I am trying to separate data from a csv file into "blocks" of data that I then put into 10 different categories. Each block has a set of spaces at the top of it. Each category contains 660 blocks. Currently, my code successfully puts in the first block, but only the first block. It does correctly count the number of blocks though. I do not understand why it only puts in the first block when the block count works correctly, and any help would be appreciated.
The csv file can be downloaded from here.
https://archive.ics.uci.edu/ml/machine-learning-databases/00195/
fid = fopen('Train_Arabic_Digit.txt','rt');
traindata = textscan(fid, '%f%f%f%f%f%f%f%f%f%f%f%f%f', 'MultipleDelimsAsOne',true, 'Delimiter','[;', 'HeaderLines',1);
fclose(fid);
% Each line in Train_Arabic_Digit.txt or Test_Arabic_Digit.txt represents
% 13 MFCCs coefficients in the increasing order separated by spaces. This
% corresponds to one analysis frame. Lines are organized into blocks, which
% are a set of 4-93 lines separated by blank lines and corresponds to a
% single speech utterance of an spoken Arabic digit with 4-93 frames.
% Each spoken digit is a set of consecutive blocks.
% TO DO: how get blocks...split? with /n?
% In Train_Arabic_Digit.txt there are 660 blocks for each spoken digit. The
% first 330 blocks represent male speakers and the second 330 blocks
% represent the female speakers. Blocks 1-660 represent the spoken digit
% "0" (10 utterances of /0/ from 66 speakers), blocks 661-1320 represent
% the spoken digit "1" (10 utterances of /1/ from the same 66 speakers
% 33 males and 33 females), and so on up to digit 9.
content = fileread( 'Train_Arabic_Digit.txt' ) ;
default = regexp(content,'\n','split');
digit0=[];
digit1=[];
digit2=[];
digit3=[];
digit4=[];
digit5=[];
digit6=[];
digit7=[];
digit8=[];
digit9=[];
blockcount=0;
a=0;
for i=1:1:length(default)
if strcmp(default{i},' ')
blockcount=blockcount+1;
else
switch blockcount % currently only works for blockcount=1 even though
%it does pick up the number of blocks...
case blockcount>0 && blockcount<=660 %why does it not recognize 2 as being<660
a=a+1;
digit0=[digit0 newline default{i}];
case blockcount>660 && blockcount<=1320
digit1=[digit1 newline default{i}];
case blockcount<=1980 && blockcount>1320
digit2=[digit2 newline default{i}];
case blockcount<=2640 && blockcount>1980
digit3=[digit3 newline default{i}];
case blockcount<=3300 && blockcount>2640
digit4=[digit4 newline default{i}];
case blockcount<=3960 && blockcount>3300
digit5=[digit5 newline default{i}];
case blockcount<=4620 && blockcount>3960
digit6=[digit6 newline default{i}];
case blockcount<=5280 && blockcount>4620
digit7=[digit7 newline default{i}];
case blockcount<=5940 && blockcount>5280
digit8=[digit8 newline default{i}];
case blockcount<=6600 && blockcount>5940
digit9=[digit9 newline default{i}];
end
end
end
That's because you have somehow confused if-else syntax with switch-case.
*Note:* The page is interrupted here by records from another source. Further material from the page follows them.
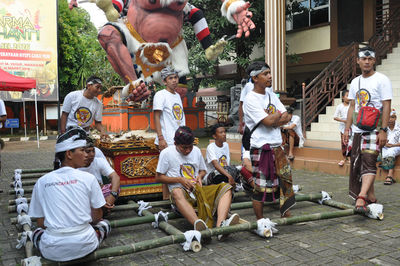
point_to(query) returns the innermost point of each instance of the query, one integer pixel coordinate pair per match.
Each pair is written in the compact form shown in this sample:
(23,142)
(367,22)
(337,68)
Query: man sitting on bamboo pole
(182,167)
(264,114)
(67,203)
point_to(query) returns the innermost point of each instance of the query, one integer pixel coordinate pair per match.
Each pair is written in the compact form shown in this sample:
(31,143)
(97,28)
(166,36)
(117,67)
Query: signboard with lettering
(12,123)
(28,46)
Note that an expression like blockcount>0 && blockcount<=660 always returns a logical value, meaning it's either 0 or 1. Now, when blockcount is equal to 1, first case expression also results 1 and the rest result 0, so, 1==1 and first block runs. But when blockcount becomes 2, the first case expression still results 1 and 2~=1 so nothing happens!
You can either use if-else or change your case expressions to cell arrays containing ranges of values. According to docs:
The switch block tests each case until one of the case expressions is
true. A case is true when:
For numbers, case_expression == switch_expression.
For character vectors, strcmp(case_expression,switch_expression) == 1.
For objects that support the eq function, case_expression ==
switch_expression. The output of the overloaded eq function must be
either a logical value or convertible to a logical value.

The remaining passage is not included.